The event state matrix also facilitates aggregation of multiple events in sand casting services, which is crucial for optimizing complex procedures. For two procedures $p_a$ and $p_b$ with event sets $EP_a$ and $EP_b$, the aggregated ESM is $ESM_{EPP} = [ESM^*_a; ESM^*_b]$, where $ESM^*$ includes extended attributes like event type $esc$, time stamp $tm$, and run time $t_{ep}$. The matrix can be sorted by event type and time, then simplified by merging similar states. For instance, if procedures share $k$ similar events in a type, the aggregated matrix is:
$$EPM^{i}_{p_a+p_b} = [EPM^{i}_{p_a}(k) + EPM^{i}_{p_b}(k)] \oplus [EPM^{i}_{p_a}(u-k) \oplus EPM^{i}_{p_b}(v-k)]$$
where $\oplus$ denotes concatenation. This approach reduces complexity and enhances efficiency in modeling sand casting services. In practice, sand casting services often involve repetitive events, such as multiple transport or heating cycles, and aggregation helps in consolidating carbon emission calculations for better management.

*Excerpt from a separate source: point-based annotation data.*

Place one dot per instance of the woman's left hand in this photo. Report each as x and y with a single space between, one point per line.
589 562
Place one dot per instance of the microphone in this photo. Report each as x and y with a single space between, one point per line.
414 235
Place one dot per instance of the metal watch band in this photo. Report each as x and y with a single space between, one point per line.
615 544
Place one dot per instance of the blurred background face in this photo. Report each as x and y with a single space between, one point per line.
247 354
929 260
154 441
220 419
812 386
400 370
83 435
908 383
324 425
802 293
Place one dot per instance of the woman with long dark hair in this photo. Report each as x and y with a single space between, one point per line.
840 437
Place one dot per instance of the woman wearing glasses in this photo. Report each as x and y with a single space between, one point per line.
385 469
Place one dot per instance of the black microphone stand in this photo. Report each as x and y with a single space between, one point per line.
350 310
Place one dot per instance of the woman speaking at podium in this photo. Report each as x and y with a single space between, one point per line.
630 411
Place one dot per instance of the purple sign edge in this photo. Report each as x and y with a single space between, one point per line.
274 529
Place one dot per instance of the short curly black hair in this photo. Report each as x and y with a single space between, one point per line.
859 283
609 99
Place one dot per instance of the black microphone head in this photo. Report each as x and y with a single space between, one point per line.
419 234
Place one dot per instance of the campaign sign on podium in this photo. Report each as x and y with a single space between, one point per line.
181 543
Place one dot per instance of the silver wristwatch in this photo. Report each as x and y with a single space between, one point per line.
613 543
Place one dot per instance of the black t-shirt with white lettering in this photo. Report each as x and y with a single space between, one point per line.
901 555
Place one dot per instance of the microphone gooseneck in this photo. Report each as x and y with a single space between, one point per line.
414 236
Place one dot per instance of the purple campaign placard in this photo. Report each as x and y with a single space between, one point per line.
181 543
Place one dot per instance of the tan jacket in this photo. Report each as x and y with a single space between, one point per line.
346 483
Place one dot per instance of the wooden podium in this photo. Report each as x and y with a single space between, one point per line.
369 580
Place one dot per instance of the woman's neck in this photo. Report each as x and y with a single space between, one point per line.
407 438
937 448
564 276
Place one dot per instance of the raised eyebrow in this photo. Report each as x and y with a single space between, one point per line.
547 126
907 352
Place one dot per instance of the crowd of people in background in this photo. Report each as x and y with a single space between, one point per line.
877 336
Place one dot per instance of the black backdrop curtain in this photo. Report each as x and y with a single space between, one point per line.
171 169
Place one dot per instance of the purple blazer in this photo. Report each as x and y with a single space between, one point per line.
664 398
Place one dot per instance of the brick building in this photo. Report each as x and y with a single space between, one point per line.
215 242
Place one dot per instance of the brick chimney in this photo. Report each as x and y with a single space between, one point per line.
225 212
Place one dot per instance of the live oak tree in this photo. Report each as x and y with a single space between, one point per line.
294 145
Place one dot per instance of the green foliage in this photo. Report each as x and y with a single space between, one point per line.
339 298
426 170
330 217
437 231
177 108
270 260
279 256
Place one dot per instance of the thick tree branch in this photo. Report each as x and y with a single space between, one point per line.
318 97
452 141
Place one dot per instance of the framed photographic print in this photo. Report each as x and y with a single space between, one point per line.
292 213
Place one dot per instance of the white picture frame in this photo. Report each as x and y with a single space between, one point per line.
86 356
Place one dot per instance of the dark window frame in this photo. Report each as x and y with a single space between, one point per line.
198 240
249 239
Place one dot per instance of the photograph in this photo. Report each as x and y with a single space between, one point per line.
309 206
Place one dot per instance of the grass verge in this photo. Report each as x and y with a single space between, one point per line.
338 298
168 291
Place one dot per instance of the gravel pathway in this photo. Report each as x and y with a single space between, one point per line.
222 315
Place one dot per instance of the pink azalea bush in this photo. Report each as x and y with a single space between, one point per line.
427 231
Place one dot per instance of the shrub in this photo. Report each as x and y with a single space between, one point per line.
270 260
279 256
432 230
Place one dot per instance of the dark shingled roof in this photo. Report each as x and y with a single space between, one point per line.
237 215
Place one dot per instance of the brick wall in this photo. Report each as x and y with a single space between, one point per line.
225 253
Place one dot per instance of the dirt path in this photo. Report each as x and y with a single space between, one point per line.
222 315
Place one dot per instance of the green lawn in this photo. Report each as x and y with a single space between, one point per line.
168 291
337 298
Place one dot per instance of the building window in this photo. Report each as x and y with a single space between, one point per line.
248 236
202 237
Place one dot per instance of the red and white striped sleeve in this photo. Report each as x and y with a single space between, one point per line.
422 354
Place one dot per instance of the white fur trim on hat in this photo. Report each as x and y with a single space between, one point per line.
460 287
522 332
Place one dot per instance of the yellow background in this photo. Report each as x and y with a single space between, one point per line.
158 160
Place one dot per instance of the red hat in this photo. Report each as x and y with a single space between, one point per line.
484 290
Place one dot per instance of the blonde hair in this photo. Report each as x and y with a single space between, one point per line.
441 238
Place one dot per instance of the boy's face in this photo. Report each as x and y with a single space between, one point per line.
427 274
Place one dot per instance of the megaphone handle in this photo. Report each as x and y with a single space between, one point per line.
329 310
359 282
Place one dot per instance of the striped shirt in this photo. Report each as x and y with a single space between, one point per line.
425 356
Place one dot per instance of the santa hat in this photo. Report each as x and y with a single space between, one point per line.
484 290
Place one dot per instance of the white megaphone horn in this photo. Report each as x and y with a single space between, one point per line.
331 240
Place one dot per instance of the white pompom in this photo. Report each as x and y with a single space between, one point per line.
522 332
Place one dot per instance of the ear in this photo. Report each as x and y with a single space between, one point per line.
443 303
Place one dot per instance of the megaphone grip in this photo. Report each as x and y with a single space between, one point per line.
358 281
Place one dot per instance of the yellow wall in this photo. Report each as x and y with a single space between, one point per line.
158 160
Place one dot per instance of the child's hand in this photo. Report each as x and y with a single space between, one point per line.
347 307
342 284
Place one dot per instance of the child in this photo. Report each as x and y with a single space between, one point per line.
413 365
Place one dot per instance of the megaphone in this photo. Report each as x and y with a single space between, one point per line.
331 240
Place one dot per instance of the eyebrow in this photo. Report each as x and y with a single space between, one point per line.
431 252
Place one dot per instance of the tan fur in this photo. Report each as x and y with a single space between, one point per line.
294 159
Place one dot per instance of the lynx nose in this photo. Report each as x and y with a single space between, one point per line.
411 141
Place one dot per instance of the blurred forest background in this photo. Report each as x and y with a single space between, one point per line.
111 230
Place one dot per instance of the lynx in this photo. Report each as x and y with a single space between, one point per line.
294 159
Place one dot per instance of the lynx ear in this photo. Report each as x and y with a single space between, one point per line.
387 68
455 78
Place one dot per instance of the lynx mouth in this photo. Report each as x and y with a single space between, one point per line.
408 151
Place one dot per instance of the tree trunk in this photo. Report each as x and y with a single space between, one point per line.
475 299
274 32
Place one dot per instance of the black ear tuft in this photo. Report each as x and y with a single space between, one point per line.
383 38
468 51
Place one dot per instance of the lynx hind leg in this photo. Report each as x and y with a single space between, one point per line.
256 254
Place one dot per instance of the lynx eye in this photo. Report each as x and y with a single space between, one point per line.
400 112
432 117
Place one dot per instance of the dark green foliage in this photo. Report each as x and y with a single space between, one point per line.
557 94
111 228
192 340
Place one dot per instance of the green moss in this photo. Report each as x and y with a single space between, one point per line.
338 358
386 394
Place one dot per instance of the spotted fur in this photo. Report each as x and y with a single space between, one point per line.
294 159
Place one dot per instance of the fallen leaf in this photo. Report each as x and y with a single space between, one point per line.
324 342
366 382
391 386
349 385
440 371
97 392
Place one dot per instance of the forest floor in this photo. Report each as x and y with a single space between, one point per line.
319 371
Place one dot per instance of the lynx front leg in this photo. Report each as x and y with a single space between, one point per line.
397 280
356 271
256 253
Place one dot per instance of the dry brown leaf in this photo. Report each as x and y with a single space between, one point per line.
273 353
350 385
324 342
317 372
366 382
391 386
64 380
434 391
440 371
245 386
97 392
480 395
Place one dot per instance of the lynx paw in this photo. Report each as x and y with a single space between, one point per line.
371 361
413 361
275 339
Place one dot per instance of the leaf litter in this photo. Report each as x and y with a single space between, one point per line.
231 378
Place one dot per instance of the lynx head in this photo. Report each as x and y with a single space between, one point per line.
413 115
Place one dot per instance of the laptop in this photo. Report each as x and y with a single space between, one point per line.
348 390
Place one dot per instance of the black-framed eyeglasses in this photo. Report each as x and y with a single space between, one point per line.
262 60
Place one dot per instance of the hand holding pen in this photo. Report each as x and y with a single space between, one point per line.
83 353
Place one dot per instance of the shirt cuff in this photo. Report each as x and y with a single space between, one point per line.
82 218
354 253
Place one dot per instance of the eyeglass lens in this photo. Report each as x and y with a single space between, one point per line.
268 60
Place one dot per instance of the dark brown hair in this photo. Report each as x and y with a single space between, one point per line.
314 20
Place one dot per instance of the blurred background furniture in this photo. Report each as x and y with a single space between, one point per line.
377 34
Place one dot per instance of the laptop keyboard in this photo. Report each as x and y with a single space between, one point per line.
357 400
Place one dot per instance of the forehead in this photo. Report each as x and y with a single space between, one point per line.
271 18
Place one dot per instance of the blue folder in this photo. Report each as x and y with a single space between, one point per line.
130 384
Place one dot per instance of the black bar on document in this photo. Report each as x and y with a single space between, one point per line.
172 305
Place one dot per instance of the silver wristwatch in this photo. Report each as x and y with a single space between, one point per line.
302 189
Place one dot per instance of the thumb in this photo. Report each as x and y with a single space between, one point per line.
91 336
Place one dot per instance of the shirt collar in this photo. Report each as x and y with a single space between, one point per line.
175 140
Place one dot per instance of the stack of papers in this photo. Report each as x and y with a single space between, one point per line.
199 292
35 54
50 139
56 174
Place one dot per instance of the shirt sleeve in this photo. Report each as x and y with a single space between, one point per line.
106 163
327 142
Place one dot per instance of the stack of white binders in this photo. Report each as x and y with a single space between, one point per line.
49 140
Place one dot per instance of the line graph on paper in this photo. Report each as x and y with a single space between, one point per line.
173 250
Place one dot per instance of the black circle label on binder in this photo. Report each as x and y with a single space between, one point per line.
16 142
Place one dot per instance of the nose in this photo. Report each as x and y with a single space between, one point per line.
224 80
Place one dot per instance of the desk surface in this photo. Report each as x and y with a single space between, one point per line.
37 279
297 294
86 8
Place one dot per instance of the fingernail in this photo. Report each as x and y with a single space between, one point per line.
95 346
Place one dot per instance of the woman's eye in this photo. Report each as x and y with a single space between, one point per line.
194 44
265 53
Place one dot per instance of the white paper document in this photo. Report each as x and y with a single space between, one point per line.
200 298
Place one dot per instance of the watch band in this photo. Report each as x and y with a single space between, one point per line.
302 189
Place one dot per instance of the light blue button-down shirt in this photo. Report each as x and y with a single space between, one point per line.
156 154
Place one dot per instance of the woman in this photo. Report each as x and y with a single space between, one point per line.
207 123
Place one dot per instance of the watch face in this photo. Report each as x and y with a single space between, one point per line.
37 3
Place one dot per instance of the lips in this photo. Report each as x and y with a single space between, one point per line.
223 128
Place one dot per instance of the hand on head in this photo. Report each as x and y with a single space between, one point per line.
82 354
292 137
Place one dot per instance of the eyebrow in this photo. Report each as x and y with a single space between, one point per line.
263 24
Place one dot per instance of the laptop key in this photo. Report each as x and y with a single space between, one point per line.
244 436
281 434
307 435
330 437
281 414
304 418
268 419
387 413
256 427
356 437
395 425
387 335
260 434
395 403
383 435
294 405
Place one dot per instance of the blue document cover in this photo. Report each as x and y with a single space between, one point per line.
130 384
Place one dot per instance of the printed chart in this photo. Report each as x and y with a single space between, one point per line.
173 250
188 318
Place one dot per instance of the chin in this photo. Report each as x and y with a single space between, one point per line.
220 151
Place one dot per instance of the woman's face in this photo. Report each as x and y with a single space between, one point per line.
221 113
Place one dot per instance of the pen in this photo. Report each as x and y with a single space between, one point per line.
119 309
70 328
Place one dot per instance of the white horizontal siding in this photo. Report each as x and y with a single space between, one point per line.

In conclusion, this methodology provides a robust framework for carbon emission modeling in sand casting services. By leveraging event procedure nodes and process carbon sources, sand casting services can transition from traditional process descriptions to structured emission analysis. The use of matrices and formulas enables precise quantification, while aggregation techniques support scalability. For sand casting services aiming to achieve low-carbon operations, this approach offers actionable insights, such as identifying high-emission events like material consumption or idle states. Future work could integrate real-time monitoring and machine learning to dynamically optimize sand casting services, further reducing their environmental impact. As the demand for sustainable manufacturing grows, such tools will be essential for sand casting services to remain competitive and compliant with global carbon reduction targets.